米国務長官、プーチン氏の権威に「真の亀裂」 ロシア雇い兵組織の反乱

画像提供, Reuters
アメリカのアントニー・ブリンケン国務長官は25日、ロシアの民間雇い兵組織ワグネルがロシア政府に対する武装反乱を試みたことについて、ウラジーミル・プーチン大統領の権威に「真の亀裂」が生じたことを示していると述べた。
ブリンケン国務長官はアメリカのメディアに対し、エフゲニー・プリゴジン氏率いるワグネル戦闘員による反乱は、プーチン大統領に対する「直接的な挑戦」であり、プーチン氏は恩赦を与えることで合意せざるを得なかったのだと話した。
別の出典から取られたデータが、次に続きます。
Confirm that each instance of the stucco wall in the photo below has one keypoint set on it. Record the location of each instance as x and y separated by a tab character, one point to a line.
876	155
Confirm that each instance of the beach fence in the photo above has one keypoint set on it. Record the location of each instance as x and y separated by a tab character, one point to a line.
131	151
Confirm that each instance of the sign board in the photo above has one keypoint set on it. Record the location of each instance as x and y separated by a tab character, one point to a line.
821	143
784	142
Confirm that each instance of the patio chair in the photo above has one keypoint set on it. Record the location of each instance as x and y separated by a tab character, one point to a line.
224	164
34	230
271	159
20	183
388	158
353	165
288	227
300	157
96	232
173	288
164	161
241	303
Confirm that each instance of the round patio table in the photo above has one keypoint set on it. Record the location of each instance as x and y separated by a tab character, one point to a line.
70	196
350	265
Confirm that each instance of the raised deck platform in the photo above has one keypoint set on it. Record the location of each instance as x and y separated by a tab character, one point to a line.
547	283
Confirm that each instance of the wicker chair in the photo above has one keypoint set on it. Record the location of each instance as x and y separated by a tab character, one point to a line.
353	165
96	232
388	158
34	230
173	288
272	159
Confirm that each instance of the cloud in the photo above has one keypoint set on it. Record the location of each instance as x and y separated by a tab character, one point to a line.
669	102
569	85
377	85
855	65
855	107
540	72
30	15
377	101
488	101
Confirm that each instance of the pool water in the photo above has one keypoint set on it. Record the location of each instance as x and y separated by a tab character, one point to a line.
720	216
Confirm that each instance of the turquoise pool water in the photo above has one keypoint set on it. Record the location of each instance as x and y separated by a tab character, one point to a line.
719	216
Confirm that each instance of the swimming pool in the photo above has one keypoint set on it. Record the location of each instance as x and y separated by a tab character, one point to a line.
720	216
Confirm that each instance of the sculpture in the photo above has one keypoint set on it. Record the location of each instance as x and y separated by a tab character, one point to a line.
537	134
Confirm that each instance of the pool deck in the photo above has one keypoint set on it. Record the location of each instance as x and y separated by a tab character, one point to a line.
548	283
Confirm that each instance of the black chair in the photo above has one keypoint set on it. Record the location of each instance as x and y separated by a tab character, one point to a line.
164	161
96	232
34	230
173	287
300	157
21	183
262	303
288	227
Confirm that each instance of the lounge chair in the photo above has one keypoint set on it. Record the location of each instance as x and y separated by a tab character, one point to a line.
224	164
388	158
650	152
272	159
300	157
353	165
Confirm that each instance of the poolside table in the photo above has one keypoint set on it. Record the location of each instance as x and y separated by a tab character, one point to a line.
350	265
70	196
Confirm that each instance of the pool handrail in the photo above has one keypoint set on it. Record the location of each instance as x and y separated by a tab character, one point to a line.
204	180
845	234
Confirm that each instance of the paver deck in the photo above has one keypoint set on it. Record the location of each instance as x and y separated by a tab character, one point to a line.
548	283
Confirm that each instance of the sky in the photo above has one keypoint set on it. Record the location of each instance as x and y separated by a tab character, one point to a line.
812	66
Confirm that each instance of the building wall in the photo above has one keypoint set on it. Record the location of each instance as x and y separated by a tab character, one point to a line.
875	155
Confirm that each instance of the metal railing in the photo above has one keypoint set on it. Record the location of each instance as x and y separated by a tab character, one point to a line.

この合意により、ロシアの2つの都市を制圧していたワグネルは、24日にモスクワへの前進を停止。ワグネルの戦闘員は野営地に戻り、プリゴジン氏はベラルーシへ移動することになった。
ロシア国営メディアによると、隣国ベラルーシのアレクサンドル・ルカシェンコ大統領が仲介した。
プーチン氏は当初、ワグネルを国家反逆罪に問う考えを示していたが、後にすべての罪状が取り下げられた。
かつてはプーチン氏の支持者だったプリゴジン氏が現在、どこにいるのかは分かっていない。同氏の姿は、ロストフ・ナ・ドヌ(ワグネル戦闘員が軍事施設を最初に掌握したロシア南西部の都市)を離れる様子が目撃されているものの、そのあとの消息は確認されていない。
ロシアのニュースサイトRTVIは25日午後、プリゴジン氏の広報担当が、同氏は「通常の通信手段を確保した時点」でメディアからの質問に答えると述べたと報じた。それ以上の詳細は明かにされていない。
こうした中、プーチン氏は24日朝にワグネルの反乱を非難するテレビ演説を行って以降、公の場に姿を現していない。

「真の亀裂を示すもの」
ブリンケン氏は25日、BBCがアメリカで提携している米CBSに対し、ロシアにおける24時間の反乱は「深い疑問を投げかけ、真の亀裂を示すもの」だと述べた。
アメリカの複数のトーク番組に相次ぎ出演したブリンケン氏は、この反乱がロシア政府や、ロシアによるウクライナ侵攻にどのような影響を与えるかを予測するのは「時期尚早」だと語った。
「プーチン氏は(ウクライナ侵攻を開始した)16カ月前は、数日間で首都キーウを制圧し、ウクライナという国を地図から消し去ろうとしていた。しかし今では、自分が大きくした雇い兵に対して、ロシアの首都モスクワを守らなければならなくなった」
そして、今回の出来事がロシアそしてプーチン氏個人をどこへ導くことになるのか、「推測」したくないとした。
ロシアは、ブリンケン氏の発言について公にコメントしていない。
24日の出来事を経てプーチン氏は、決して力強い存在には見えていないと、BBCのスティーヴ・ローゼンバーグ・ロシア編集長は言う。
ワグネルはロシアの主要都市にある軍事施設を容易に掌握し、モスクワに向かって北上したし、ロシアの軍事指導部を倒そうとしたにも関わらず、プリゴジン氏は自由の身だからだと、ローゼンバーグ編集長は指摘する。